1. Large Intestine Adenoma

1. Histological Structure of Adenoma

The histological features of adenomas are not only the basis for diagnosis but also the foundation for their classification. Histological sections of adenomas often reveal villous components, which are numerous delicate branches extending from the lesion's base, along with abundant mucus secretion. The cores of these branches consist of loose fibrous connective tissue, covered by a single or multiple layers of columnar epithelial cells. Pathologically, adenomas are classified into tubular adenomas, villous adenomas, and mixed adenomas (i.e., tubulovillous adenomas) based on the proportion of villous components. Currently, the criteria for distinguishing these three types of adenomas are inconsistent. In 1977, Appel's criteria defined adenomas with less than 5% villous components as tubular adenomas, those with 5–50% as mixed adenomas, and those with over 50% as villous adenomas. In 1979, Shinya's criteria classified adenomas with less than 25% villous components as tubular adenomas, those with 25–75% as mixed adenomas, and those with over 75% as villous adenomas. This latter standard has been largely adopted by the World Health Organization (WHO).

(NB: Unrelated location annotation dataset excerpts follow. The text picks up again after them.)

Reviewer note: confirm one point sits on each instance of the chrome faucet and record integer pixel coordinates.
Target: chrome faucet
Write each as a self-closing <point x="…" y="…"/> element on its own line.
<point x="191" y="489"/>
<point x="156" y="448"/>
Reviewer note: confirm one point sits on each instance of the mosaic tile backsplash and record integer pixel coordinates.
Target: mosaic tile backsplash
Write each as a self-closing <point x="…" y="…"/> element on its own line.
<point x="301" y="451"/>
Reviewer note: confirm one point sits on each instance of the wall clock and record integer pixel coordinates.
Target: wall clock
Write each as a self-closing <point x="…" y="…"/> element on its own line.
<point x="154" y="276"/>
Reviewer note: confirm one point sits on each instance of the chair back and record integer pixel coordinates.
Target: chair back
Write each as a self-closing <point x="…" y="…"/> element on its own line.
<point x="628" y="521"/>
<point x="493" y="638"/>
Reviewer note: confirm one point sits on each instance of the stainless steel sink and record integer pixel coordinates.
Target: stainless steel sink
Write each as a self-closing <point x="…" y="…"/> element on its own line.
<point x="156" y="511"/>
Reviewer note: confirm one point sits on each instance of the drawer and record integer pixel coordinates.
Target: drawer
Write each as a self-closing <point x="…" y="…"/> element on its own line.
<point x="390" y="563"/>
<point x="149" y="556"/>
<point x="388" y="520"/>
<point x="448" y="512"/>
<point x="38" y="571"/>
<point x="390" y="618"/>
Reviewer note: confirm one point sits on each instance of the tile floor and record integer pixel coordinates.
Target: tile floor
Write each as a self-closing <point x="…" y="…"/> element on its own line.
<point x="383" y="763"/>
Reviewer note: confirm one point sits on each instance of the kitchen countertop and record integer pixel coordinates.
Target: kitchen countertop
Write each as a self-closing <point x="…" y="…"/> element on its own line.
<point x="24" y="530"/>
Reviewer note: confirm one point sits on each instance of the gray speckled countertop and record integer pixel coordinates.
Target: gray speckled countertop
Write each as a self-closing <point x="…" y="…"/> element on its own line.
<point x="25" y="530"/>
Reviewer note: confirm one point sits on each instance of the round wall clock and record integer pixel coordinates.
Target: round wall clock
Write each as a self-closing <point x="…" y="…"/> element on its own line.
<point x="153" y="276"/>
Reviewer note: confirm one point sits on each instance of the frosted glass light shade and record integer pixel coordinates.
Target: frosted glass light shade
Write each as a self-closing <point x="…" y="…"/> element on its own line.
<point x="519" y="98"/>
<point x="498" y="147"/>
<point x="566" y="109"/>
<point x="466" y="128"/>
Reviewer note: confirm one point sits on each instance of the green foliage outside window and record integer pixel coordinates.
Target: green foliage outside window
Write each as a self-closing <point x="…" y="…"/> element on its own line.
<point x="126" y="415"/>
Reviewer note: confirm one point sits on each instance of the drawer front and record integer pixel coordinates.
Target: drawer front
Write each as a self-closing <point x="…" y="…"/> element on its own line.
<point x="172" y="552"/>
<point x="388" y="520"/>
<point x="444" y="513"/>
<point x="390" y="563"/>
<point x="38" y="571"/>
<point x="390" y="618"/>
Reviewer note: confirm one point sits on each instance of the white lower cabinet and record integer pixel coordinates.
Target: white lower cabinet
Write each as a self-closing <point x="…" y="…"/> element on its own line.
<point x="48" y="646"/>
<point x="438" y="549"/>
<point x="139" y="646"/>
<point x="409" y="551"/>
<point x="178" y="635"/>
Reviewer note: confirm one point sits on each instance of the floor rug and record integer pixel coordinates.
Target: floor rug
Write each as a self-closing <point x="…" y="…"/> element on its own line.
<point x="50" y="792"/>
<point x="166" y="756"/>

The distribution of villous components varies within different regions of the same adenoma, leading to potential discrepancies in histopathological diagnoses from biopsies taken at different sites. A biopsy from an area rich in villous components might be reported as a "villous adenoma," while a biopsy from an area with fewer villous components might be labeled a "tubular adenoma." However, when the entire adenoma is excised and examined, it may be diagnosed as a "mixed adenoma." Clinicians should be aware of these inconsistencies in pathological reports. Since the degree of villous components correlates with the malignancy potential of adenomas, accurately assessing the proportion of villous components can help evaluate the risk of malignant transformation.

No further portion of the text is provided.